Alex A. Ormaza
06/17/2005
It's a common assumption that every Hispanic looking male sitting
in front of a Seven Eleven to get a job is an illiterate, undocumented
migrant, whose family is still in a poor village on the so called
Third World. Surprise, surprise!
A new report from the Pew Hispanic Center shows that, in reality,
most of the unauthorized population lives in families, a quarter has
at least some college education and that illegal workers can be found
in many sectors of the US economy, and not only in manual labor in
agriculture or construction.
“Not all of the unauthorized population fits the stereotype
of a poorly educated manual laborer,” Jeffrey S. Passel, author
of the report, said.
The report, titled “Unauthorized Migrants: Numbers and Characteristics,”
offers a portrait of that population in unprecedented detail by examining
family composition, educational attainment, income and employment.
According to the report as of March 2004, 13.9 million persons, 4.7
million children, live in families in which the head of household
or the spouse is an unauthorized migrant. Some 3.2 million are US
citizens by birth but live in “mixed status” families,
where generally children are Americans and parents are unauthorized
aliens.
“The large number of US citizen children born to parents with
no legal status highlights one of the thorniest dilemmas in developing
policies to deal with the unauthorized population,” said Roberto
Suro, director of the Pew Hispanic Center, a nonpartisan research
center based in Washington DC.
At least 6.3 million unauthorized workers were employed as of March
2004, comprising 4.3 percent of the civilian labor force, the report
finds.

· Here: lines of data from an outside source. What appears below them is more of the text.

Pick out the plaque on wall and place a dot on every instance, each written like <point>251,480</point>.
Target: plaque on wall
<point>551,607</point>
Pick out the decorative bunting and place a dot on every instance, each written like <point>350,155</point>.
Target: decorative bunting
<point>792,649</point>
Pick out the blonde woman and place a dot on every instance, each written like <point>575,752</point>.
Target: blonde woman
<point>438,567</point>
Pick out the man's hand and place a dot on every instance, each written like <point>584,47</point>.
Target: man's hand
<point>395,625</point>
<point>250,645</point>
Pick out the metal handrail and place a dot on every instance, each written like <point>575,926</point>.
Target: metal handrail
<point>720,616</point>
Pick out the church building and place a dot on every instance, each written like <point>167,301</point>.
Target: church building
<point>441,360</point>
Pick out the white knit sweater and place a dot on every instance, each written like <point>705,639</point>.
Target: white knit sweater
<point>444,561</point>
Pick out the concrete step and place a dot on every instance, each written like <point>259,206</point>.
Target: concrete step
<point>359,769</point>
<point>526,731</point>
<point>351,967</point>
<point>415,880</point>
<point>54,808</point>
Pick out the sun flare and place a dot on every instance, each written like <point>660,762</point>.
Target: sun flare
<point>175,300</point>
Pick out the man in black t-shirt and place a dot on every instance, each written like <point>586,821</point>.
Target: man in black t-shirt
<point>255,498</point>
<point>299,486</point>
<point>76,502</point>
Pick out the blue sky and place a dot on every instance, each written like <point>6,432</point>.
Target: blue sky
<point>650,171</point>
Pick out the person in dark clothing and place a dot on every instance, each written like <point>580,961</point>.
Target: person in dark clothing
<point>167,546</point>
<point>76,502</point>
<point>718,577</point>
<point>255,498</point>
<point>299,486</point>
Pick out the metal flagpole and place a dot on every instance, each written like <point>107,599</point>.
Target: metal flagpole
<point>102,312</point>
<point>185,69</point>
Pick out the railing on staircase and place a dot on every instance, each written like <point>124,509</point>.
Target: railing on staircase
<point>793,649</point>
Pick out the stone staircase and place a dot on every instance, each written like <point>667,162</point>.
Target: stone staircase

Since 1986 it has been illegal for employers to hire workers
lacking proof of proper immigration status.
While 3 percent of unauthorized workers are employed in agriculture,
33 percent have jobs in service industries and substantial shares
can be found in construction and extractive occupations (16%) and
in production, installation and repair (17%).
Overall, unauthorized migrants are less educated than other sectors
of the population with 49 percent having not completed high school,
compared with 9 percent of the native-born and 25 percent of legal
immigrants. Nonetheless, a quarter of the unauthorized have at least
some college education and another quarter have finished high school.
Since the mid-1990s the number of unauthorized migrants arriving in
the United States has exceeded the number of new legal immigrants.
In recent years some 700,000 unauthorized migrants have arrived annually,
compared with about 610,000 legal immigrants.
The head of the US Border Patrol reported on June 7 that his agency
detained a record number of people who were not Mexican trying to
illegally cross the US southern border into the country.
"The United States continues to experience a rising influx in
other than Mexican nationals illegally entering the country,"
Border Patrol Chief Daniel Aguilar told a US Senate Committee.
In 2004 US officials repatriated some 160,000 foreign illegal immigrants,
said Wesley Lee with the Department of Homeland Security.
As of April 30 DHS had repatriated 75,510 foreigners for fiscal year
2005 -- which ends September 31 -- of which more than 45,000 had criminal
records, she said.
US officials did not give a breakdown by country of the non-Mexicans
caught at the border, but in the past most have come from Central
and South America.
According to the Pew's report, the education level of unauthorized
migrants arriving in recent years is higher than the levels of those
who have been in the country for a decade or more.